ASTERISK-21194: chan_sip can fail to find a peer during reload

[Home]

Summary: ASTERISK-21194: chan_sip can fail to find a peer during reload

Reporter: Jaco Kroon (jkroon) Labels:

Date Opened: 2013-02-28 15:17:10.000-0600 Date Closed:

Priority: Minor Regression?

Status: Open/New Components: Channels/chan_sip/General

Versions: 11.2.1 13.18.4 Frequency of
Occurrence

Related
Issues:
is related to ASTERISK-21377 After sip reload 80% peers is UNREACHEBLE

Environment: Attachments:

Description: During a global system reload I saw this:

{noformat}
[Feb 28 16:50:26] VERBOSE[2712][C-0000317a] pbx.c: -- Executing [number@prov:5] Dial("Local/number@foo-0000377b;2", "SIP/bar/number,,") in new stack
[Feb 28 16:50:26] VERBOSE[2712][C-0000317a] netsock2.c: == Using SIP RTP CoS mark 5
[Feb 28 16:50:26] ERROR[2712][C-0000317a] netsock2.c: getaddrinfo("bar", "(null)", ...): Name or service not known
[Feb 28 16:50:26] WARNING[2712][C-0000317a] chan_sip.c: No such host: bar
[Feb 28 16:50:26] WARNING[2712][C-0000317a] app_dial.c: Unable to create channel of type 'SIP' (cause 20 - Subscriber absent)
{noformat}

sip show peer (after reload):

{noformat}
* Name : bar
Description :
Secret : <Not set>
MD5Secret : <Not set>
Remote Secret: <Not set>
Context : uls-makecall
Record On feature : automon
Record Off feature : automon
Subscr.Cont. : <Not set>
Language :
Tonezone : <Not set>
Accountcode : bar
AMA flags : Unknown
Transfer mode: open
CallingPres : Presentation Allowed, Not Screened
Callgroup :
Pickupgroup :
Named Callgr :
Nam. Pickupgr:
MOH Suggest :
Mailbox :
VM Extension : 8579
LastMsgsSent : 0/0
Call limit : 2147483647
Max forwards : 0
Dynamic : No
Callerid : "" <>
MaxCallBR : 384 kbps
Expire : -1
Insecure : no
Force rport : Auto (No)
Symmetric RTP: No
ACL : No
DirectMedACL : No
T.38 support : Yes
T.38 EC mode : Redundancy
T.38 MaxDtgrm: -1
DirectMedia : No
PromiscRedir : No
User=Phone : No
Video Support: No
Text Support : No
Ign SDP ver : No
Trust RPID : No
Send RPID : No
Subscriptions: Yes
Overlap dial : No
DTMFmode : rfc2833
Timer T1 : 500
Timer B : 32000
ToHost : 10.0.0.14
Addr->IP : 10.0.0.14:5060
Defaddr->IP : (null)
Prim.Transp. : UDP
Allowed.Trsp : UDP
Reg. exten :
Def. Username:
SIP Options : (none)
Codecs : (g729)
Codec Order : (g729:20)
Auto-Framing : No
Status : OK (1 ms)
Useragent :
Reg. Contact :
Qualify Freq : 60000 ms
Keepalive : 0 ms
Variables :
__noivr = yes
Sess-Timers : Accept
Sess-Refresh : uas
Sess-Expires : 1800 secs
Min-Sess : 90 secs
RTP Engine : asterisk
Parkinglot :
Use Reason : No
Encryption : No
{noformat}

And it would have looked exactly the same just before reload. The section in sip.conf:

{noformat}
[bar]
type=friend
host=10.0.0.14
qualify=yes
disallow=all
allow=g729
context=uls-makecall
directmedia=no
dtmfmode=rfc2833
accountcode=IS
jbforce=no
setvar=__noivr=yes
transport=udp
{noformat}

Comments: By: Michael L. Young (elguero) 2013-02-28 16:46:31.532-0600

I believe that this is correct. _During_ a module reload, non-active peers are destroyed and then reloaded. So, this call is probably coming in while the peer does not exist and has not been reloaded yet.
By: Jaco Kroon (jkroon) 2013-03-01 01:17:44.782-0600

Michael, please clarify what you mean with non-active. The particular peer in question typically carries anything between 30 and 50 concurrent calls between 8:00 and 17:00 so I seriously doubt that it will be non-active (at least, according to my definition) at any given point in time.

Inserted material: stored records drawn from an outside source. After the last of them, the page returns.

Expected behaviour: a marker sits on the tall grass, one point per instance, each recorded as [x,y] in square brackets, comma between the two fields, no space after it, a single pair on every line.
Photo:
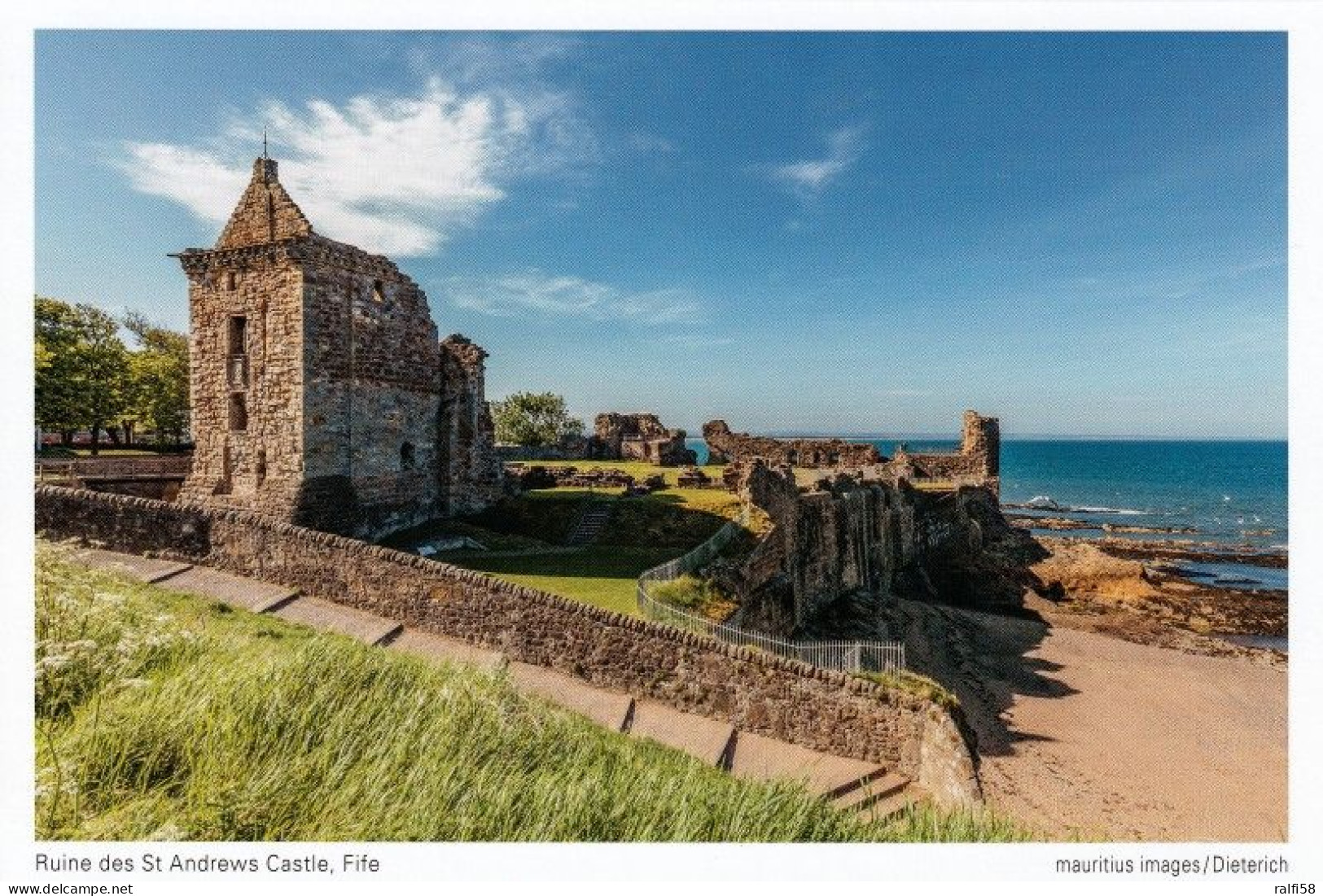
[220,724]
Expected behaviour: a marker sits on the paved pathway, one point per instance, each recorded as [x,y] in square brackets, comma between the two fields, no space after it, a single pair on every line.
[847,783]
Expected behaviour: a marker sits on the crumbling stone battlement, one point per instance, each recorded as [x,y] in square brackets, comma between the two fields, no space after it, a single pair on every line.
[319,390]
[878,538]
[638,436]
[725,446]
[977,463]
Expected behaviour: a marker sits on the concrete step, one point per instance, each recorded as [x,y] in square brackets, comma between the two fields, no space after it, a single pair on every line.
[867,793]
[326,614]
[143,569]
[761,758]
[700,736]
[247,593]
[893,804]
[436,646]
[609,709]
[590,523]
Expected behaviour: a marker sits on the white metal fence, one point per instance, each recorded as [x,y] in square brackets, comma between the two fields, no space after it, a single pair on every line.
[843,656]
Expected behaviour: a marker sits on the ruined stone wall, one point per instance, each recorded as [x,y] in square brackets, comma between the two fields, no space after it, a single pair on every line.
[840,540]
[257,361]
[638,436]
[878,538]
[753,692]
[370,400]
[725,446]
[470,467]
[978,461]
[319,391]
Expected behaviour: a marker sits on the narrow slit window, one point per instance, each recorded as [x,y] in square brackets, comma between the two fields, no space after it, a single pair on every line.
[239,413]
[239,334]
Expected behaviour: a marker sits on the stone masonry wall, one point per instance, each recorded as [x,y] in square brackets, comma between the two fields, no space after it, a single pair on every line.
[880,540]
[725,446]
[756,693]
[638,436]
[318,389]
[467,459]
[370,375]
[258,464]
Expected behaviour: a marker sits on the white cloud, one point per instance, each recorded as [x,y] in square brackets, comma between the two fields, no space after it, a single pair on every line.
[569,296]
[391,173]
[813,176]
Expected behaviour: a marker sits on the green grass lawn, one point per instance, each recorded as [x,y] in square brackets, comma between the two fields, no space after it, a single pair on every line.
[164,716]
[603,575]
[527,540]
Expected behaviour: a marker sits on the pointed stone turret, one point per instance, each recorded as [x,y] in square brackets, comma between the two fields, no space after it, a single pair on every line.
[265,213]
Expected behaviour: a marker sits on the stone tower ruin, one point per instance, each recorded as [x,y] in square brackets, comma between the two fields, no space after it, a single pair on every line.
[319,390]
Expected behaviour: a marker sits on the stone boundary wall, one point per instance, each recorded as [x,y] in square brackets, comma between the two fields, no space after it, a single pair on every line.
[753,692]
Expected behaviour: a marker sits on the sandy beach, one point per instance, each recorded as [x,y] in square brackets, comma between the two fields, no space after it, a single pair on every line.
[1093,736]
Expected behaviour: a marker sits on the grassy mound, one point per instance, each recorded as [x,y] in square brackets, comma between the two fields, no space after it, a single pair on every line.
[164,716]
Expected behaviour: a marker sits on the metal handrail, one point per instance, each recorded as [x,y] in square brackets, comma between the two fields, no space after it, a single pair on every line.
[843,656]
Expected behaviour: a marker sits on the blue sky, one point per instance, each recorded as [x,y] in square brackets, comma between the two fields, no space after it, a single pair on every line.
[1084,234]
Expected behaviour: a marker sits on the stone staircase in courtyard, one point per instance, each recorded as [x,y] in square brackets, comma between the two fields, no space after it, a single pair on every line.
[850,784]
[590,523]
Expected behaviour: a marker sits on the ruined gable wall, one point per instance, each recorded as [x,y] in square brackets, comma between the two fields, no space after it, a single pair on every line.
[370,394]
[258,465]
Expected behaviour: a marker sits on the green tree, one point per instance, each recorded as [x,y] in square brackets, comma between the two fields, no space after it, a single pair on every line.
[158,378]
[533,419]
[82,369]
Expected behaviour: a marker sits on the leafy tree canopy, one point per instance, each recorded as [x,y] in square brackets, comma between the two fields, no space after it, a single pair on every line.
[533,419]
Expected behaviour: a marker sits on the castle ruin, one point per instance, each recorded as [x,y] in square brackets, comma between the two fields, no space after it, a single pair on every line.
[319,390]
[638,436]
[977,461]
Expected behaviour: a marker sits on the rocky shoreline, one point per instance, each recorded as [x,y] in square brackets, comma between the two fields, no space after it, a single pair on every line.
[1132,588]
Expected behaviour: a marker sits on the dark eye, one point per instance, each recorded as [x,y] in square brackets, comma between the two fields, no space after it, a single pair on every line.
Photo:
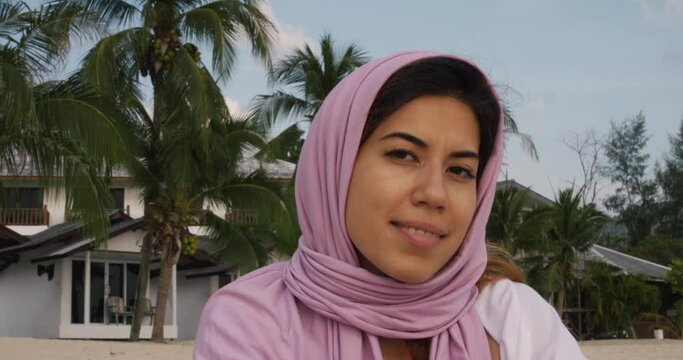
[401,154]
[461,171]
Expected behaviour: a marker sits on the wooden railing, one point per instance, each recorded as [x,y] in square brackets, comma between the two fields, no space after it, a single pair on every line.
[242,216]
[75,214]
[25,216]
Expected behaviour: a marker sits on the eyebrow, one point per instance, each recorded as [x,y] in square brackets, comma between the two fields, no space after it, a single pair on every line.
[421,144]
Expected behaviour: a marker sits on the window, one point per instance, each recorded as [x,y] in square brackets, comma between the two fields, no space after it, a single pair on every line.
[77,291]
[106,279]
[117,194]
[225,279]
[24,198]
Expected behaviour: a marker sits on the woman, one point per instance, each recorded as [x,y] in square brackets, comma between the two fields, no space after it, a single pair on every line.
[394,187]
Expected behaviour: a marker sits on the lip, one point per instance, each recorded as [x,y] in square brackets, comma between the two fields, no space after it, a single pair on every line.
[419,241]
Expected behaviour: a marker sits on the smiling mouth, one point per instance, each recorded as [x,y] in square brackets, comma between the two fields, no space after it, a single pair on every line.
[420,235]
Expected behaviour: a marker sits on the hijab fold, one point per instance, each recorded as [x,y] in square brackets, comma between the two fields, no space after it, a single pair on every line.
[324,273]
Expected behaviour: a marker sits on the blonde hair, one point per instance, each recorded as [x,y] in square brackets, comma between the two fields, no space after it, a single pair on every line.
[499,266]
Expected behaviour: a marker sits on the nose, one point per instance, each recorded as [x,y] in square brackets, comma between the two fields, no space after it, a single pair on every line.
[430,188]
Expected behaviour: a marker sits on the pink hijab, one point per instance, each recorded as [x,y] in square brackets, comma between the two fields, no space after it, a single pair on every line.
[346,307]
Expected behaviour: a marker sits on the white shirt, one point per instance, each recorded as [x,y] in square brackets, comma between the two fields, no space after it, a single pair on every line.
[524,325]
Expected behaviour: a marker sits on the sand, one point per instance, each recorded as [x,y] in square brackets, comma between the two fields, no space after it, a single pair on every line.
[34,349]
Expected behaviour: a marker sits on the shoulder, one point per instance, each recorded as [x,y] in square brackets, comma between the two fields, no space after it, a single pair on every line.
[245,319]
[524,324]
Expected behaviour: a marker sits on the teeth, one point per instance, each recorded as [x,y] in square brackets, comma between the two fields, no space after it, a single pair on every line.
[420,232]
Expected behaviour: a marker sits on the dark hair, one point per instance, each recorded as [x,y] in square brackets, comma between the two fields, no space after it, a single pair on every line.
[440,76]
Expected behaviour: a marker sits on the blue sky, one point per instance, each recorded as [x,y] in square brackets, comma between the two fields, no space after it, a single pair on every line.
[571,65]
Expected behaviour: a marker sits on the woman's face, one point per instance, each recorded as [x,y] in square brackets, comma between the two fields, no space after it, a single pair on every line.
[413,188]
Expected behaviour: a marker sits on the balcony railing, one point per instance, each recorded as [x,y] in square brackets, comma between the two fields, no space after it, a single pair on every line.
[75,214]
[24,216]
[240,216]
[237,216]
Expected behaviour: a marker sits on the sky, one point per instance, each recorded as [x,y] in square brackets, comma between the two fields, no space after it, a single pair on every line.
[567,66]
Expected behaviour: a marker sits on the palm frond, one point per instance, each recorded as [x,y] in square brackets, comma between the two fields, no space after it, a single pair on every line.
[221,24]
[114,63]
[112,12]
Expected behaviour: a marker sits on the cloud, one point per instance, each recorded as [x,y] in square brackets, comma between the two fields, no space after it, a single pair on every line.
[289,36]
[538,105]
[234,107]
[664,13]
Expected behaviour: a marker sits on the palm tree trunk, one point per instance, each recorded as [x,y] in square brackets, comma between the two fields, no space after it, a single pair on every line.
[169,257]
[143,277]
[162,296]
[560,300]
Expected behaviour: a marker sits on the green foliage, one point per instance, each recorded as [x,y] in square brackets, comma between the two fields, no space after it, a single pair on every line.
[187,152]
[675,276]
[634,199]
[312,77]
[670,180]
[657,248]
[571,229]
[615,299]
[513,223]
[68,130]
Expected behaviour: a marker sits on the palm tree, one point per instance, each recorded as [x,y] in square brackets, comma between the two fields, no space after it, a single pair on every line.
[68,131]
[312,77]
[510,127]
[188,150]
[514,224]
[572,229]
[614,298]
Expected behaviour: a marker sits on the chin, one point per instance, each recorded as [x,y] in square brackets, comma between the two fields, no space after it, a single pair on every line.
[411,276]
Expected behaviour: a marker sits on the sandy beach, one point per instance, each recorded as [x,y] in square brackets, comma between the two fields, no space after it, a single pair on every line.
[35,349]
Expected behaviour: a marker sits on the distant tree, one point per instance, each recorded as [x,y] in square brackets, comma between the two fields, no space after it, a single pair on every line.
[670,180]
[634,198]
[675,278]
[303,79]
[614,298]
[513,223]
[66,129]
[587,147]
[572,229]
[188,150]
[657,248]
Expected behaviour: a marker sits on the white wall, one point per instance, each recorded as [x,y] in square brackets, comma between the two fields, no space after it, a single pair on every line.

I would have expected that the new peers are created and set up and then atomically replaced, or potentially even just using a mark & update mechanism where the config is scanned, if a peer is to be replaced, create the new peer structure, clone any qualify state parameters over (so that not all peers needs to be re-qualified on reload) permitting that the host= line hasn't changed, and then atomically replace the peer, after new peers is loaded, purge peers that's no longer in the new config ... ?
By: Michael L. Young (elguero) 2013-03-01 10:09:08.100-0600

Sure... this is the documentation I looked at briefly before replying. Not sure if it is very clear though.

{code}
/*! \brief Re-read SIP.conf config file
\note This function reloads all config data, except for
active peers (with registrations). They will only
change configuration data at restart, not at reload.
SIP debug and recordhistory state will not change
*/
static int reload_config(enum channelreloadreason reason)
{
{code}

If I am understanding the code correctly (I am sure someone will chime in if I am wrong), I see the peers are marked, the default settings are set, config settings then are set, peers are then built, if a peer is found it is retrieved and unlinked from the peers table, settings are then applied to it and then added (linked) back in to the peers table, peers that were marked and but not found during the build_peer process (user deleted it) will be unlinked at the end, then peers are poked (qualified).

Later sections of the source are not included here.